E il padrone si fermò davanti alla piazza
Sergio Cofferati, allora segretario generale della Cgil, parla al Circo Massimo davanti a 3 milioni di persone il 3 marzo 2002 contro l'abolizione dell'articolo 18 proposta da Silvio Berlusconi – Foto Ansa
Politica

E il padrone si fermò davanti alla piazza

Asceso In Campo Berlusconi decise di fare marcia indietro sulla cancellazione dell'articolo 18 e riforma delle pensioni. Ma solo per tornaconto personale
Pubblicato più di un anno faEdizione del 13 giugno 2023

«Nelle mie aziende non c’è mai stata un’ora di sciopero». Si tratta di una delle poche affermazioni veritiere pronunciate da Silvio Berlusconi. Almeno fino al 2010, quando, con lui impegnato a palazzo Chigi per la quarta volta, a Mediaset andò in onda una protesta contro l’esternalizzazione di alcuni reparti.

Data per assodata l’assenza totale di etica in ogni suo comportamento e le idee che plasmava (e ribaltava) a seconda del suo solo interesse, nessuno a sinistra, nei sindacati e nella variegata galassia antiberlusconiana è mai riuscito a comprovare in maniera inequivoca lo sfruttamento del lavoro e l’indole padronale. Che certamente c’era nel creatore di Milano 2, di Fininvest e del Milan ma era contemperata dalla capacità di offrire le condizioni di lavoro migliori a chiunque egli considerasse necessario al suo piano per fare soldi e successo.
Si dirà: facile, con tutti quei soldi di provenienza quanto meno chiacchierata. Resta il fatto che dal pallone al giornalismo, dal cinema all’edilizia la stragrande maggioranza dei suoi dipendenti lo considerava «il miglior datore di lavoro mai avuto» Anche chi non ne fosse correo.

La vera cesura con il mondo del lavoro però era inevitabile: due mondi così diversi non potevano che arrivare a conflitto. E accadde. Se la prova generale fu appena vinte le elezioni nel 1994 con il decreto che modificava pesantemente il sistema previdenziale, fu nel 2001 che lo scontro raggiunse con il sindacato l’acme.
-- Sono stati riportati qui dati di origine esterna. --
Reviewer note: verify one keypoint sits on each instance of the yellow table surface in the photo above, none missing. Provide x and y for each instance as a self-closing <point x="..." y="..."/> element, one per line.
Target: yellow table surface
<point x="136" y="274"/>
Seguendo il volere della Confindustria guidata all’allora dal sudista Antonio D’Amato, Berlusconi puntò al bersaglio grosso: lo scalpo dell’articolo 18. Ne propose la sostanziale abolizione.

La reazione popolare fu inaspettatamente dura. Sergio Cofferati da segretario della Cgil convinse tutto l’arco costituzionale che abolire lo strumento col quale un padrone poteva licenziare chi voleva – «Tu sì, tu no» – era porcata tale da chiamare alla piazza.

Al Circo Massimo arrivarono in tre milioni. Come nel 1994, Berlusconi fece subito marcia indietro.

Il tentativo di comprarsi il consenso della Cisl e della Uil riuscì solo in parte. E anche in quell’occasione Berlusconi dimostrò fiuto, fermandosi davanti all’opposizione popolare. Il seme comunque fu gettato: il lavoro lo portò a termine l’adepto Matteo Renzi nel 2015.

E così oggi che Berlusconi si congeda dall’agone politico, perfino Sergio Cofferati ne riconosce il rispetto: «Malgrado gli scontri, Berlusconi i rapporti col sindacato non li ha mai messi in discussione: con noi si confrontava, si scontrava, dando vita a conflitti anche assai aspri, ma il nostro ruolo non lo ha mai messo in discussione». E qui la differenza con Renzi c’è.
Molti poi considerano Berlusconi l’iniziatore della precarizzazione del lavoro. La legge Biagi è però molto più figlia dell’ex socialista Sacconi e del democristiano di sinistra Tiziano Treu che del Silvio che fu.

E a Silvio non portò che piccoli vantaggi personali. Troppo pochi per intestarsela.